The original lease was recorded in the Oneida county clerk’s office on September 5, 1922. No mortgage tax was demanded or paid at the time and it was not until the year 1934 that the question of a mortgage tax was raised by the State Tax Commission.

The bank went into possession of the leased property under *475the lease as lessee and not as vendee. One of the purposes of the agreement was to lease the property and to postpone its purchase for ninety-nine years.

The testimony taken in the case shows that it was the bank’s desire to lease the property for a long term of years provided that it could arrange to purchase it at the end of the lease for a specified cost. It was agreed that there was no attempt being made by the parties to this transaction to evade any tax.

The language of the instrument itself is so clear that no construction is necessary. The bank went into possession as lessee and not as vendee, it transferred its interest as lessee to the holding corporation which mortgaged its leasehold interest to secure the necessary funds with which to build a building on the property leased. There was no provision in the lease by which if a default was made by the lessee the lessor could advance the date of purchase or by which the lessee could advance the date of purchase. The date of purchase was fixed at the end of the lease, ninety-nine years, and, therefore, White v. Walsh (62 Mise. 423), relied upon by the respondents, is clearly distinguishable and is not an authority that will support the action taken by the State Tax Commission herein.
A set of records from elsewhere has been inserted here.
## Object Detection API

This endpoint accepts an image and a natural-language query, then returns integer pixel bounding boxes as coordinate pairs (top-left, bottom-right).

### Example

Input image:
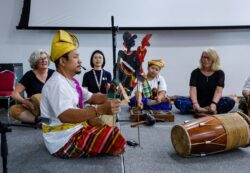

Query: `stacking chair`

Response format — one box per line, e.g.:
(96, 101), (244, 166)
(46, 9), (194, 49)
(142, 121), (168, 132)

(0, 70), (15, 122)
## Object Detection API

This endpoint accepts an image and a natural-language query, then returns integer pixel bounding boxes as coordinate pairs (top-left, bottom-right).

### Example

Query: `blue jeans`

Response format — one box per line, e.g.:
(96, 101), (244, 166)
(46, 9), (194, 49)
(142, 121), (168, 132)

(174, 97), (235, 114)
For ninety-nine years this was a strict, straight lease, under which the lessee and its successors in interest had the right to occupy the property upon complying with the terms; at the end of that time, it had the right to purchase the property for the sum of $800,000. To hold otherwise would be to do violence to the plain language set forth in the lease and the assignment and the mortgage given by the holding corporation. In my mind the matter is not open to debate. The lessee became entitled to possession under the instrument as lessee and not as vendee.

The length of time that the lease stood recorded in the county clerk’s office of Oneida county without being questioned is of itself convincing proof that the attempt to treat it as an executory contract of sale of real property under which the vendee has or is entitled to possession is an afterthought on the part of the Tax Commission which cannot be sustained upon the facts presented by the record.

The order and determination of the State Tax Commission should be reversed, with fifty dollars costs and disbursements.

Determination confirmed, with fifty dollars costs and disbursements.